In most businesses, when one purchaser strikes an exceptionally good deal, prices are eventually suppressed for all purchasers. When Wal*Mart lowers its acquisition cost for duct tape, sooner or later all duct tape manufacturers figure out how to wring efficiencies out of their production.  They often move production to places with lower labor costs, and they retool their factories to remove unnecessary steps and friction.  Manufacturers who maintain their pre-Wal*Mart resource requirements fail, and eventually prices come down for all purchasers.

Health care, of course, is different. We can’t send hospitals to developing countries (there’s a little bit of medical tourism, but not much), and many of us regard health care as a necessity and a social good, and not a mere consumer product.  The purchaser of duct tape doesn’t care so much about what the factory looks like, while the consumer of health care (the patient) is right in the middle of the exam or operating room, and cares a lot about the conditions there.   So, health care delivery is not like manufacturing duct tape.

But employers are not willing to pay continually higher prices for health care they purchase.  The demand for lower costs per unit from newly enlarged public payers won't possibly be fully funded by increases in the prices to employer-sponsored health plans. 

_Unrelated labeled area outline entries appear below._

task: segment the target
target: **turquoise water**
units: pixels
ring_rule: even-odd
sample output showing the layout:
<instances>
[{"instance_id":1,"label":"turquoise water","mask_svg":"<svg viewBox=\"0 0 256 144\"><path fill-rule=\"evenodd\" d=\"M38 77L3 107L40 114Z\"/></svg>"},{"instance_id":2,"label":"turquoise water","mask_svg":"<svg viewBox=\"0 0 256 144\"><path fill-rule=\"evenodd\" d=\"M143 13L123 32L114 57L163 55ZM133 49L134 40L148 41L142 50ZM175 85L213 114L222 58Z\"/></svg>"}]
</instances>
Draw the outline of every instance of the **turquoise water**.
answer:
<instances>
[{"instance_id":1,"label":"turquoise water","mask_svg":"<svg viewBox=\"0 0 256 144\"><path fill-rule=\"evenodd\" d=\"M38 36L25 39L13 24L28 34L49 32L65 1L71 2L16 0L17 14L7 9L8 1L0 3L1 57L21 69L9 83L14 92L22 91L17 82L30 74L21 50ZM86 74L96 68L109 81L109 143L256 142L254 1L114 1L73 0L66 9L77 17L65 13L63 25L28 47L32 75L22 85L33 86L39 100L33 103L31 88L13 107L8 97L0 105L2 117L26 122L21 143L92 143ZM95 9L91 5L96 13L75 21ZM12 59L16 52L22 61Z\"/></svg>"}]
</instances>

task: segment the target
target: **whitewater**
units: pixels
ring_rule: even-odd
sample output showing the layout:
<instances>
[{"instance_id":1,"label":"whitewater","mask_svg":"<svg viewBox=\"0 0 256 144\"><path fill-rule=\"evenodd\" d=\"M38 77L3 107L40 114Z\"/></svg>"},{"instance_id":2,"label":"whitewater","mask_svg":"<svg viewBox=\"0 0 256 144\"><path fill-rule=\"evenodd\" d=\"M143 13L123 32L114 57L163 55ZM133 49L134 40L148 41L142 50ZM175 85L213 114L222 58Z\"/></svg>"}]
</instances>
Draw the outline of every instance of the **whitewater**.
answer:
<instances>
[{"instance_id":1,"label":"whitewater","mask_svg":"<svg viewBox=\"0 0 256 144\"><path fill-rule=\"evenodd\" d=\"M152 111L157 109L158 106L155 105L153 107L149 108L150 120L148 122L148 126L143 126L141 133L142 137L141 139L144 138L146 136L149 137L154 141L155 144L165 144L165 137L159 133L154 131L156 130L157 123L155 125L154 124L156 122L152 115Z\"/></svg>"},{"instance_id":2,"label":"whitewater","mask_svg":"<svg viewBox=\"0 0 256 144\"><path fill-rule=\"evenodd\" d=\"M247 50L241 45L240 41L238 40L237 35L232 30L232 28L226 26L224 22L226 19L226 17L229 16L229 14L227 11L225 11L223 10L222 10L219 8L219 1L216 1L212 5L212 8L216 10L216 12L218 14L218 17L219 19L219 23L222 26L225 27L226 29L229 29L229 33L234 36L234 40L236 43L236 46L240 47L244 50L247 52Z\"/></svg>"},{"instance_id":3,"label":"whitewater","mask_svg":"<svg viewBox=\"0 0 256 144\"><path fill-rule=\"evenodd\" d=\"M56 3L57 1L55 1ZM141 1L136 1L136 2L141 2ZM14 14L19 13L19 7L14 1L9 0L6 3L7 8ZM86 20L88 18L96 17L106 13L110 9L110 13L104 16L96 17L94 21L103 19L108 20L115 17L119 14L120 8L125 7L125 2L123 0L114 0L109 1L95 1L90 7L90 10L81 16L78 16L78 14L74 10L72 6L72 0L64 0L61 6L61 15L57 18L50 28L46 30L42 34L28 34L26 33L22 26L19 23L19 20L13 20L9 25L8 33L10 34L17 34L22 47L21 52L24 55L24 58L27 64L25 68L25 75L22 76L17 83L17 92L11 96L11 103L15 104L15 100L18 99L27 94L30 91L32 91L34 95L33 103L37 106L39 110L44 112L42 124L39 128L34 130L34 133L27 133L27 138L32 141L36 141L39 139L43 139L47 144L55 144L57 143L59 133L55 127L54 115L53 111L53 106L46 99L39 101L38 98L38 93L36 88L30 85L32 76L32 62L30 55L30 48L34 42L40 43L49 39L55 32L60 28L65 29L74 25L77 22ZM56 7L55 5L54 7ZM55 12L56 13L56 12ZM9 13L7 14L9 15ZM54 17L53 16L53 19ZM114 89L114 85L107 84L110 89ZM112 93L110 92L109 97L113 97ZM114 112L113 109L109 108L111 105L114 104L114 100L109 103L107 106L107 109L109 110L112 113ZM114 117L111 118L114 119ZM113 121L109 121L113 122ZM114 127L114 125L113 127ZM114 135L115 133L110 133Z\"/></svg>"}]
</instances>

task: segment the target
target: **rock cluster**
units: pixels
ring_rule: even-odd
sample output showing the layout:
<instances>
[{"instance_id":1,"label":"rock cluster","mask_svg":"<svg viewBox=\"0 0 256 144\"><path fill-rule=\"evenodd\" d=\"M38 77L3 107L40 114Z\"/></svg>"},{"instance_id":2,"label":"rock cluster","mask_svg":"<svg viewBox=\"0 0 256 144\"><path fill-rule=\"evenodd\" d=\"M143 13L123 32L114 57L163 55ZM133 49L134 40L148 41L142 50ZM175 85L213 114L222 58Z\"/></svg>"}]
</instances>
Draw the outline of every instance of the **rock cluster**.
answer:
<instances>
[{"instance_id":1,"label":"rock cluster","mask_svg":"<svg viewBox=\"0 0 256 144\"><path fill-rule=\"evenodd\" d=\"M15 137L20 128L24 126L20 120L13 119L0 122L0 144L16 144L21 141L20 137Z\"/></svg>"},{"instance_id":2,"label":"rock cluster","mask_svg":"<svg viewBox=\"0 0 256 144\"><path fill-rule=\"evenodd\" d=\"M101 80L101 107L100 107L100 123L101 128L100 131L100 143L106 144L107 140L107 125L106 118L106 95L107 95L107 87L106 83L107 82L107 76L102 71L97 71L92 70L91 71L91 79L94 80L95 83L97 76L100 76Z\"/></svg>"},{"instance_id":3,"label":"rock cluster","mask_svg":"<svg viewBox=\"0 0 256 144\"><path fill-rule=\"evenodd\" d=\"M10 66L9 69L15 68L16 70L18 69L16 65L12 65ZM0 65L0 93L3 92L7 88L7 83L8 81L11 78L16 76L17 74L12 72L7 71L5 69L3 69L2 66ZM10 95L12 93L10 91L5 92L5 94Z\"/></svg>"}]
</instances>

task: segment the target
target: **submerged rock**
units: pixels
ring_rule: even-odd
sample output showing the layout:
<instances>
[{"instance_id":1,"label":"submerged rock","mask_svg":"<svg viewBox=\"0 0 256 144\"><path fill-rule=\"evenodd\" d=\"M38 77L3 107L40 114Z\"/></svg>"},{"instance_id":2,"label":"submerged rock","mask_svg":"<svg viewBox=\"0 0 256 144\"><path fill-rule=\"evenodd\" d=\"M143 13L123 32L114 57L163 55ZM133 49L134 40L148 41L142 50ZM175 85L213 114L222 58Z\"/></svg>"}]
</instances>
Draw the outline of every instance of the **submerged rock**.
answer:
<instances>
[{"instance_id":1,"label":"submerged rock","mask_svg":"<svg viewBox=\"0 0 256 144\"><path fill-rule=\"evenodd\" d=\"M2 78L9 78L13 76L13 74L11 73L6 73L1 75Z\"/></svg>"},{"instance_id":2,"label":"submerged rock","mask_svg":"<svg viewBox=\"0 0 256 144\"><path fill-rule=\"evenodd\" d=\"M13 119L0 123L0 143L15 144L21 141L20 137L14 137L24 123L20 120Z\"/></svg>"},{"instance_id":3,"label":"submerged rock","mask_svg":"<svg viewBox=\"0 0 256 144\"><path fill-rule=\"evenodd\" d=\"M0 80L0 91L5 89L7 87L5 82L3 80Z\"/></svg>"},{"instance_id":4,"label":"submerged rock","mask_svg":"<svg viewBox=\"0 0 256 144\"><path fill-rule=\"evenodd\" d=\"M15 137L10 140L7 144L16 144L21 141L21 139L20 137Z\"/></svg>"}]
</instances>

In January, I argued that Medicare payment cuts would not lead to dollar for dollar decreases in the cost of care.   Still, I believe it won’t be possible for health care providers to increase prices to make up for the entire shortfall from Medicare cuts, Medicaid expansion, and likely lower prices from subsidized state exchanges. Our costs per unit in the US are very high compared to the rest of the developed world., and this difference is likely to decrease.   I believe the downward price pressure from health care reform will be severe enough to promote delivery system reform, and thus lower overall health care costs substantially.  We’ll be well advised to look to other countries, including developing countries, to learn how to lower the cost of health care delivery.   We’re also likely to need substantial reform of primary care.